Almost 21,000 bank account numbers and 28,000 obscured credit card number were also accessed
TalkTalk hackers accessed almost 1.2 million customer email addresses, names and phone numbers, the telecoms company has admitted.
Hackers also accessed almost 21,000 unique bank account numbers and sort codes, almost 28,000 obscured credit and debit card details and almost 15,000 customer dates of birth, the company said in an update issued last Friday.
The obscured credit and debit card numbers had the middle six digits removed.
TalkTalk reiterated that the credit and debit card details cannot be used for financial transactions and said it had shared the affected bank account details with major UK banks to allow them to protect customers’ accounts.
The company added that the Metropolitan Police Cyber Crime Unit’s criminal investigation is continuing.

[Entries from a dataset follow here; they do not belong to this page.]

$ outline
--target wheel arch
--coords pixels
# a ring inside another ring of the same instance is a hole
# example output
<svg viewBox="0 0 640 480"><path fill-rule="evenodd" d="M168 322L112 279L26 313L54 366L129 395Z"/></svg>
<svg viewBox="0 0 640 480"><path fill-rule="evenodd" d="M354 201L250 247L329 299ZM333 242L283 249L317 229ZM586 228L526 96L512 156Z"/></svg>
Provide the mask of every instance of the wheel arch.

TalkTalk chief executive Dido Harding said: “Today we can confirm that the scale of attack was much smaller than we originally suspected, but this does not take away from how seriously we take what has happened and our investigation is still ongoing.
“On behalf of everyone at TalkTalk, I would like to apologise to all our customers. We know that we need to work hard to earn back your trust and everyone here is committed to doing that.”
Detective superintendent Jayne Snelgrove of the Metropolitan Police Cyber Crime Unit added: “TalkTalk have done everything right in bringing this matter to our attention as soon as possible.
“Our success relies on businesses being open with us and each other about the threats they encounter.”